Differential Quiz 2

By Tyler Clarke in Calculus on 2025-6-2

This post is part of a series; you can view the next post here.

Welcome once more to Deadly Boring Math! With the tempestuous wight of Quiz 2 rapidly striding towards us (it's tomorrow in the usual studio time), I'm doing some last-minute studying, and figured I'd post some worked solutions here. These are by no means exhaustive; if you don't do your own studying, you probably aren't going to pass.

WS3.2.1: Rewriting as Matrix Equations

As WS1.2 is trivial and WS2.5 doesn't actually exist, I've skipped over them. The first question in 3.2 is a fairly simple classification task: we're given a few systems of linear differential equations, and asked to convert them to matrix form and classify their homogeneity and autonomousity.

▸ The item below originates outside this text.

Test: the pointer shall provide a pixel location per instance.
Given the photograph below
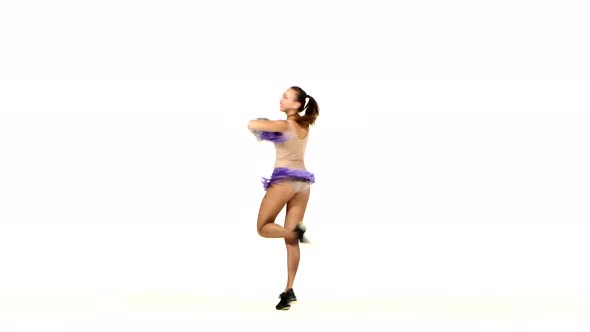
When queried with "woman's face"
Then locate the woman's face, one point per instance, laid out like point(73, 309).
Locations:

• `x' = -x + ty, y' = tx - y`. If we let `X = [x, y]`, and thus `X' = [x', y']`, we can write this as a matrix multiplication `X' = [[-1, t], [t, -1]] X`. Because there isn't a constant vector, this is homogeneous; because the right side of the equation has `t` in it, this is non-autonomous.
• `x' = 3x - z, y' = x + y - z, z' = z + t`. This one is a bit different in that it's 3-dimensional, but the process is still essentially the same. Let `X = [x, y, z]` and `X' = [x', y', z']`, and this can be written as `X' = [[3, 0, -1], [1, 1, -1], [0, 0, 1]] X + [0, 0, t]`. This is non-homogeneous, because the constant term is nonzero; it is non-autonomous because `t` appears on the right side.

WS3.2.2: Second-Order ODEs to SLDEs

Interestingly enough, when confronted with some second-order ODEs, we can significantly simplify by rewriting as a system of first-order linear ODEs. This question asks us to transform the second-order ODE `u'' - 2u' + u = sin(t)` into an SLDE.

The first step is to define some substitutions: `x = u`, `y = u'`, meaning `x' = u'`, and `y' = u''`. Note also that `x' = y`. Substituting these values into the equation gives us `y' - 2y + x = sin(t)`: because we have the constraint `x' = y`, this is a system of equations. We do some algebra to get `y' = 2y - x + sin(t), x' = y`, which can be written in matrix form as `X' = [[0, 1], [-1, 2]] X + [0, sin(t)]`.

WS3.3.1

This entire worksheet is about solving SLDEs from their matrix forms. We're given the equation `X' = [[1, 1], [4, -2]] X`, and we need to find a general solution. The first step is, of course, to find the eigenvalues and eigenvectors: we can use the characteristic polynomial method: knowing that the trace is `-1` and the determinant is `-6`, we have `lambda^2 + lambda - 6 = 0`; the roots are `2` and `-3`. We solve for each eigenvalue by solving the equation `[[1 - lambda, 1], [4, -2 - lambda]] v = 0`: for `lambda = 2`, this is `v = [1, 1]`, and for `lambda = -3`, this is `v = [-1, 4]`. These are linearly independent, so we can immediately construct a general solution: `X = c_1 e^{-3t} [-1, 4] + c_2 e^{2t} [1, 1]`.

SA23

Another instance of solving SLDEs from their matrix form! This time, it's `X' = [[4, 6], [2, 5]] X`. We can find the eigenvalues by finding the roots of the characteristic polynomial `lambda^2 - 9lambda + 8` - `1` and `8`. These have the corresponding eigenvectors `[-2, 1]` and `[3, 2]`. These are linearly independent once again, so we can substitute as usual to get the general solution `X = c_1 e^{t} [-2, 1] + c_2 e^{8t} [3, 2]`

Phase Portraits

I'm not going to go into phase portraits here, but they will probably be on the test. They are, quite simply, a 2d extension of phase lines: having solved a system of two linear differential equations, you can plot a bunch of different curves for sensible constant values, and note the direction of the derivative along them at various intervals. I highly recommend studying these closely!

Final Notes

The quiz is tomorrow in your normal studio room and time. Don't be late! I will, of course, be wearing a hat covered in balloons; it would be pretty cool to see someone else adopt the trend as well. Good luck!